Show that ∠BDE = 30°.
Hint: With center B and radius BD, construct an arc of a circle meeting BA (extended) at X and BC at Y. Draw the segments DX, DY; ponder.
Here’s the sketch, with the hint drawn. BX = BY (radii of the arc).
We want D3 = 30°. We will find D2, D4, and D5, then subtract.
- △BDC is isosceles → B2 = 20° and B1 = 60°. A1 = 80°.
- △BDY is isosceles → Y1 = D3 + D4 = 80° → Y2 = 100° → D5 = 60°.

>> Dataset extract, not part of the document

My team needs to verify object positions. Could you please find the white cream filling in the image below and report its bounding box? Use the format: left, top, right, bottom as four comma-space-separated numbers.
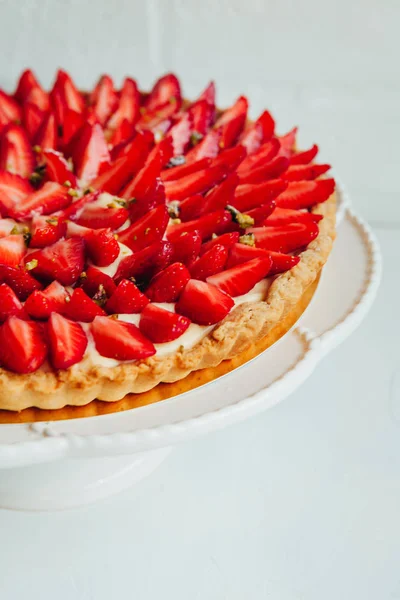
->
92, 242, 133, 277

- △XBD is isosceles with B1 = 60° → △XBD is equilateral → ∠X = 60° and XD = BD = DC.
- △XAD ≅ △DYC by ASA (∠X = D5, XD = DC, D1 = ∠C (because A2 = 100°) = 20°.
- XA = DY, CPCTC.
- And XA = EY (BX – BA = BY – BE) → DY = EY.
- △DEY is isosceles, Y2 = 100° (step 2) → E2 = D4 = 50°.
- D3 = 180° – D2 – D4 – D5 = 180° – 40° – 50° – 60° = 30°, q.e.d.